We just completed a truly amazing week in Rwanda, and feel refreshed, encouraged, and excited for our next steps. Nearly 50 other mission-coworkers serving in Africa gathered in Rwanda for this conference, along with several of our mission leadership staff based in the US. As you can imagine, the fellowship of people with similar experiences and passions is particularly sweet – and throw in the Holy Spirit and our connection as God’s children, and that made for a uniquely powerful time together.
The conference happened to be in Kibuye, a town in Rwanda that is right on Lake Kivu. Lake Kivu is dramatically beautiful, with hills along the shore, islands dotting the horizon, and a lush green landscape where bright flowers and birds are plentiful. Fishermen in large dugout canoes sing together as they head out onto the lake at night. In 2003, Bob and I first met at another gathering on Lake Kivu, so it was particularly meaningful to return after so many years.
The week started by visiting the genocide memorial in Kigali, which walked us through the tragic and horrible cataclysm that was the genocide in Rwanda. Each day after that, we heard from a Rwandan church leader about their process of healing and recovering from the genocide, starting with the Presbyterian Church in Rwanda’s confession in 1996 of their failure to be a prophetic voice speaking out against injustice and genocide ideology. One of the most tragic aspects of the geneocide was that massacres happened in the very places where people expected to find sanctuary – in churches, schools, and stadiums. You can imagine how hard it would be for someone whose family members were killed in a church to return to the church to worship, with all of the memories and trauma that experience includes. This is why one of the msot poignant moments in the week was hearing from a few members of a reconciliation group called Umucyo (light). Pastor Jerome was sent to Zambia to be trained in reconcilliation and conflict resolution. He returned to Rwanda, and realized the deep trauma and fear that many members of his congregation were experiencing. Many had lost spouses, children, parents, or close friends, and their homes and livelihoods had been destroyed. At the same time, around 2008, people who were in prison for participating in the genocide were going through a community judicial process – those who confessed their crimes were allowed to return home to their communities. Pastor Jerome gathered both survivors and perpetrators together, and helped them to gradually find healing, forgive, and be willing to pursue reconciliation. We heard from one woman, whose husband and 5 children were killed in the genocide. She shared how traumatized and immobilized she was for years after the genocide. Yet becaue of her participation in the light group, she has been able to forgive individuals who killed people during the genocide, to the point that she can socialize and appreciate other members of the group who were perpetrators. Seeing the evidence of that before our very eyes was powerful – a true miracle.

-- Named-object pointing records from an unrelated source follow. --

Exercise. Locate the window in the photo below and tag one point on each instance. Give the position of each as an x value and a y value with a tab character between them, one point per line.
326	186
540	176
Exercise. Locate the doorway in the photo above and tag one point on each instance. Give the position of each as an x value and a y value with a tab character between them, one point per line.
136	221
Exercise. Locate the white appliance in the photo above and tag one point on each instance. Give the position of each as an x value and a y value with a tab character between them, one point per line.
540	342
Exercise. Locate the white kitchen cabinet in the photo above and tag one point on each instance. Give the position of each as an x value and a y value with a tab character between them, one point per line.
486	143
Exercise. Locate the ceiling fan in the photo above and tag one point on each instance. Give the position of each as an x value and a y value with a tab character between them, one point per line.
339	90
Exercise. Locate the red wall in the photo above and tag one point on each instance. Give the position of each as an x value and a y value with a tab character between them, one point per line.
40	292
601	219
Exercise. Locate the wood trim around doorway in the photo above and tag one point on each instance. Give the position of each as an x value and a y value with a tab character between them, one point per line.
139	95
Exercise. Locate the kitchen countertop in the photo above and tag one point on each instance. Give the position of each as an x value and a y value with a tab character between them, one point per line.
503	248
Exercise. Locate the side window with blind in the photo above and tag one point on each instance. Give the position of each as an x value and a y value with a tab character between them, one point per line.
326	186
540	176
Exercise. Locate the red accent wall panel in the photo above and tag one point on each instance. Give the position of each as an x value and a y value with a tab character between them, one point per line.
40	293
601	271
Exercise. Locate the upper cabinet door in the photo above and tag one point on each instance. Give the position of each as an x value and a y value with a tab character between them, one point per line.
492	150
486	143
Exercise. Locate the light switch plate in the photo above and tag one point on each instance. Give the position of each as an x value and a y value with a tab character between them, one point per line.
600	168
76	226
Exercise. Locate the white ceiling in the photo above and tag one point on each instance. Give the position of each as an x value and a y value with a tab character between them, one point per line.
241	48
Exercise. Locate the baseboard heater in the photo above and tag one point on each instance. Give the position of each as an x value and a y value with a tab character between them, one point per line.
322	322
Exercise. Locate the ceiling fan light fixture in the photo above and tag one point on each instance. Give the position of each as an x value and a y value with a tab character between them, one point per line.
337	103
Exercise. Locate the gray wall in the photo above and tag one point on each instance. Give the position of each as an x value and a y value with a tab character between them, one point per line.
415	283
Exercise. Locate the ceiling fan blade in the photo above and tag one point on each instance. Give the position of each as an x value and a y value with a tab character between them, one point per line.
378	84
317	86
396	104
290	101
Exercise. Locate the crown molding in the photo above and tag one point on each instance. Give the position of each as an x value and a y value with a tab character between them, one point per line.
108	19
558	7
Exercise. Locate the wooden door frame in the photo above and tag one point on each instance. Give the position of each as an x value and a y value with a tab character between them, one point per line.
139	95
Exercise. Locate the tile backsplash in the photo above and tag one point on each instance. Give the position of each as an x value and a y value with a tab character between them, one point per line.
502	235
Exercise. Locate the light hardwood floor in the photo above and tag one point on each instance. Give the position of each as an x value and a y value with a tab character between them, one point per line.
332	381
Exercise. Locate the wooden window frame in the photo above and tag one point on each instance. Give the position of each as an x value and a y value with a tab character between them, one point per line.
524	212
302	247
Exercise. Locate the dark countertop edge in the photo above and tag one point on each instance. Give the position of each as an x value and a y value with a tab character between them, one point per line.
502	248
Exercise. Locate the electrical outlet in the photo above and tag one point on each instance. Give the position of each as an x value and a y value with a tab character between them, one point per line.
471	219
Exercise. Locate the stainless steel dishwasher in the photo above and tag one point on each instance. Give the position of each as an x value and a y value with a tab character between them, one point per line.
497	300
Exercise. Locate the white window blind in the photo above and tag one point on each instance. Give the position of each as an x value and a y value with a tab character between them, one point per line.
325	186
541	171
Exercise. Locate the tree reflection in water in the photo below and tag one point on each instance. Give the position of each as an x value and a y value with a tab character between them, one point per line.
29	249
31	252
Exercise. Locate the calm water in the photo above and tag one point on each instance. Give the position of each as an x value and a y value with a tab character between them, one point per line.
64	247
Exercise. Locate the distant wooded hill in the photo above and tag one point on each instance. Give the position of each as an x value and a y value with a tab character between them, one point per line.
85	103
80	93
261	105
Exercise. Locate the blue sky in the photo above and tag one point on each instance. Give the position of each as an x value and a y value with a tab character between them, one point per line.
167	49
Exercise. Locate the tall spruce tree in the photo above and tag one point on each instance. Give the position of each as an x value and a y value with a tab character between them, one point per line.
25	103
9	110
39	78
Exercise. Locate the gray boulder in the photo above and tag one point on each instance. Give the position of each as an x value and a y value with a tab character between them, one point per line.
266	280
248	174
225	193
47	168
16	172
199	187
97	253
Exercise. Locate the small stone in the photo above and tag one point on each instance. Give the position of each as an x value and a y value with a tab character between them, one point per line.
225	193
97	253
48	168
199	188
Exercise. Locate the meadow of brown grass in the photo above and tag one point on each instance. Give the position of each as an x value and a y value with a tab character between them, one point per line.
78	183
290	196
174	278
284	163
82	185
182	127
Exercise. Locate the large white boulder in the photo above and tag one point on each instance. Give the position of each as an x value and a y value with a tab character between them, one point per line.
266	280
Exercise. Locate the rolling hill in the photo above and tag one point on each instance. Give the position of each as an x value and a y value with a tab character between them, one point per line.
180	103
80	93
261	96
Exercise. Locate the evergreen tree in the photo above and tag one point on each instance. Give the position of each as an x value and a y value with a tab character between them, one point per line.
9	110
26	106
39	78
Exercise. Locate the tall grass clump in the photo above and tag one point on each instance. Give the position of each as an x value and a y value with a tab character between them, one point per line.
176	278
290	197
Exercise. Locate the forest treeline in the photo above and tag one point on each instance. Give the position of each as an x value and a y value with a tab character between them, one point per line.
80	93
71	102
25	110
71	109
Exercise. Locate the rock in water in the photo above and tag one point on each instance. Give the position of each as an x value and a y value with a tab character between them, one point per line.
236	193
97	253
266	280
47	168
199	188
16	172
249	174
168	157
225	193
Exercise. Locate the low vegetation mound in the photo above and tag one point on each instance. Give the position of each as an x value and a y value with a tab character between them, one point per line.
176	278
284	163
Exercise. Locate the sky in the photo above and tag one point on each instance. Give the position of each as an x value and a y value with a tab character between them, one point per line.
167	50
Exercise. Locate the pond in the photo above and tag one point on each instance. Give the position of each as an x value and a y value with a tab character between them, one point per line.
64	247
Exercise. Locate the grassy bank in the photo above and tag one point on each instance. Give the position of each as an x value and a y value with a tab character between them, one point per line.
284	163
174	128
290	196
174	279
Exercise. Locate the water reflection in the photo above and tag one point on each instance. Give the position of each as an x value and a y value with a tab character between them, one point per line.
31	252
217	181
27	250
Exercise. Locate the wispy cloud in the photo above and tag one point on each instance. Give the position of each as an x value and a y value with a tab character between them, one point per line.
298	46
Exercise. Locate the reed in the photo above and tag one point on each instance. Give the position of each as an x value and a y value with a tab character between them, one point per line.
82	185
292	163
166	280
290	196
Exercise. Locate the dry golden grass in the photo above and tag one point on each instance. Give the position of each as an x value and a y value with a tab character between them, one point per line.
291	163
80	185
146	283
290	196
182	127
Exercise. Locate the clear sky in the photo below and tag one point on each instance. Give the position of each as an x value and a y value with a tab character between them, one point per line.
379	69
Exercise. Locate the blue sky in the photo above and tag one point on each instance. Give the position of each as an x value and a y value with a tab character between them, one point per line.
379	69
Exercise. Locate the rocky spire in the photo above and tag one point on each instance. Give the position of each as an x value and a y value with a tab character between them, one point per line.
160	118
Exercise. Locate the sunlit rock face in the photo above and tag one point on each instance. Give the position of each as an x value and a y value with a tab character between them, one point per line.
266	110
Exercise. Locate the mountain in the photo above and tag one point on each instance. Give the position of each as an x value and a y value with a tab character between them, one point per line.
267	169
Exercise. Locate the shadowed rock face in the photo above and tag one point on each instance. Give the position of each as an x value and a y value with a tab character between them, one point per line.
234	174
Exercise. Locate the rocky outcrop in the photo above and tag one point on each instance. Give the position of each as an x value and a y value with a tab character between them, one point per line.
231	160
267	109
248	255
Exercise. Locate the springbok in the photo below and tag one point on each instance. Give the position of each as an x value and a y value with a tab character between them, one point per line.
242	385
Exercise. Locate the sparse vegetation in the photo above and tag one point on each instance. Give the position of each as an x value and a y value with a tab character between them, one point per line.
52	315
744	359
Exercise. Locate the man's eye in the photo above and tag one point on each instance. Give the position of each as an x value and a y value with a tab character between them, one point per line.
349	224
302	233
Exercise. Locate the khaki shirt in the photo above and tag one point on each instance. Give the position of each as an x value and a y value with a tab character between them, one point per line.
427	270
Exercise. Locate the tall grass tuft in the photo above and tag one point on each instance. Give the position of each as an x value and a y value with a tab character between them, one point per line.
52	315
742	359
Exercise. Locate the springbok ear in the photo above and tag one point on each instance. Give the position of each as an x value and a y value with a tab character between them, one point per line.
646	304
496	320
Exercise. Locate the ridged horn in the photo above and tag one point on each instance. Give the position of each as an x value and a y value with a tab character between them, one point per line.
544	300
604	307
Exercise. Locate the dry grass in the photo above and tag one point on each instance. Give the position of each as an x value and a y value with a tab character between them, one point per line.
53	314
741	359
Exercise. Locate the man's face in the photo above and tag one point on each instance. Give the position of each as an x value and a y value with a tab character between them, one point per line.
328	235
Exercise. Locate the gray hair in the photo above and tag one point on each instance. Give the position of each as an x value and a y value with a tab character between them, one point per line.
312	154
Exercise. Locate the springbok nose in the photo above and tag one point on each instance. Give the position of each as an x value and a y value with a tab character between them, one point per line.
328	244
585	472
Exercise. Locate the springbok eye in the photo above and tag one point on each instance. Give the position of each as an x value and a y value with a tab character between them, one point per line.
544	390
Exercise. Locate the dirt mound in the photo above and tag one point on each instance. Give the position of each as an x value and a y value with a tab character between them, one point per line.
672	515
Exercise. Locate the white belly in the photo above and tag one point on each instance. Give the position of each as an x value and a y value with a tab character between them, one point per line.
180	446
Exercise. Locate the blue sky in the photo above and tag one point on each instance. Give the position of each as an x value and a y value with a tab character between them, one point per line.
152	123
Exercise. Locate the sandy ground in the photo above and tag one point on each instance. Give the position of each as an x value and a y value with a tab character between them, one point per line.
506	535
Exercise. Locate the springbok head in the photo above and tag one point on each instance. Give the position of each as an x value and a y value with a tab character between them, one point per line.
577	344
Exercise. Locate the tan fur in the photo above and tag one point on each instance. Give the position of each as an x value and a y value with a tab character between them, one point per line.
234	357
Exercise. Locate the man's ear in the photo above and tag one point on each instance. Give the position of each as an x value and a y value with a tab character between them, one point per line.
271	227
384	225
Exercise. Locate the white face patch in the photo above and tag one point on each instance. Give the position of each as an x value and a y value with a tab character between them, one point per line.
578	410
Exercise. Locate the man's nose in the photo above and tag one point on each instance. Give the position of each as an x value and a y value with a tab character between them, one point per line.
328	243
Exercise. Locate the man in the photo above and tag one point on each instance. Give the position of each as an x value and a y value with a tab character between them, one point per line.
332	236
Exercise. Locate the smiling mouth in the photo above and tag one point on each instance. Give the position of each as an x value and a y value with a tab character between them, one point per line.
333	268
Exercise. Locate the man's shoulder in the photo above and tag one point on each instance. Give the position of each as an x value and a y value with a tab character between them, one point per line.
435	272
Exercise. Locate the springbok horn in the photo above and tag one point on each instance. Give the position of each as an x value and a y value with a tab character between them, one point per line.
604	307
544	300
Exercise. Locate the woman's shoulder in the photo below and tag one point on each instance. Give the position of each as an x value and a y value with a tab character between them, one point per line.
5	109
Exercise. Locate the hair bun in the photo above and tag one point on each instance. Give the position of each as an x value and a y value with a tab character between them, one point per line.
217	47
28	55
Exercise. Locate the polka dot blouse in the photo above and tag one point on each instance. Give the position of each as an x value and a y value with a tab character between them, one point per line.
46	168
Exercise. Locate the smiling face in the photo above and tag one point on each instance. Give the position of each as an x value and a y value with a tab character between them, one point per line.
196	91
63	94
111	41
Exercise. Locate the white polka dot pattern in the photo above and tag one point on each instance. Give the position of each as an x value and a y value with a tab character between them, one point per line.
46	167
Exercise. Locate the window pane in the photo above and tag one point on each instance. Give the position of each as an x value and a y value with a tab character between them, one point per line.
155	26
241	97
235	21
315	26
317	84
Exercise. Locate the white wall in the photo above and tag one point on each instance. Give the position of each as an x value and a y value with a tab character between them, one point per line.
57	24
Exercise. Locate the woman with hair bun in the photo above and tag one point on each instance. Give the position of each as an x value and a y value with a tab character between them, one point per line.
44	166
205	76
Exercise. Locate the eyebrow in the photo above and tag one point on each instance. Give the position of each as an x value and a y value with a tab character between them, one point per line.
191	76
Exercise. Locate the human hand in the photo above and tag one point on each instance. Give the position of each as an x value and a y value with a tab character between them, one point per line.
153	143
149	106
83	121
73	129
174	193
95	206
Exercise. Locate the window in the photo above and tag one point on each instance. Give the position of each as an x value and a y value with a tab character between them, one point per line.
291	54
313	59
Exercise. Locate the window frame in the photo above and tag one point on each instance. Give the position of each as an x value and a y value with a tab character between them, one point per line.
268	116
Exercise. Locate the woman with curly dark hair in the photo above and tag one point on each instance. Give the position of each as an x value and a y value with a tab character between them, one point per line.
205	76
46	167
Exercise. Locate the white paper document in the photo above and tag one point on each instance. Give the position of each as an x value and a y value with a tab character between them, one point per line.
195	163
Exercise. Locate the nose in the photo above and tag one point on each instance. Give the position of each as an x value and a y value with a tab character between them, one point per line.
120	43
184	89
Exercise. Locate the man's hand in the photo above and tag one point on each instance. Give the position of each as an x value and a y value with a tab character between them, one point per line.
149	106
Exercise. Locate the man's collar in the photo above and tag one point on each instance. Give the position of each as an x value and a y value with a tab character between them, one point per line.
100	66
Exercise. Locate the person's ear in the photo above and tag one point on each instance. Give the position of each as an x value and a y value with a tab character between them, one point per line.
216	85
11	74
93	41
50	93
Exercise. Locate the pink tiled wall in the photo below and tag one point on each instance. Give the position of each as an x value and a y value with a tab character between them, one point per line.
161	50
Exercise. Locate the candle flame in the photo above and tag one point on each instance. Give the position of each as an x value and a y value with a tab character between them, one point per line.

We also spent time getting to know our new colleagues who are based in South Sudan. We have a lot of respect for these fellow-mission co-workers who have walked with the South Sudanese in spite of long years of instability and conflict there. Most of them have been evacuated at some point from their homes in South Sudan because of conflict in recent years. Yet, they return and continue to be present and continue in partnership with the church in South Sudan. Over meals, we talked and laughed and continued to anticipate jumping into life in Juba in a few weeks and building relationships with our new South Sudanese collleagues.
After this week of refreshment and inspiration in Rwanda, we continue our journey of transition by going to Kananga. We look forward to reconnecting with friends and colleagues – important links in the chain of our life and experience on this amazing continent of Africa.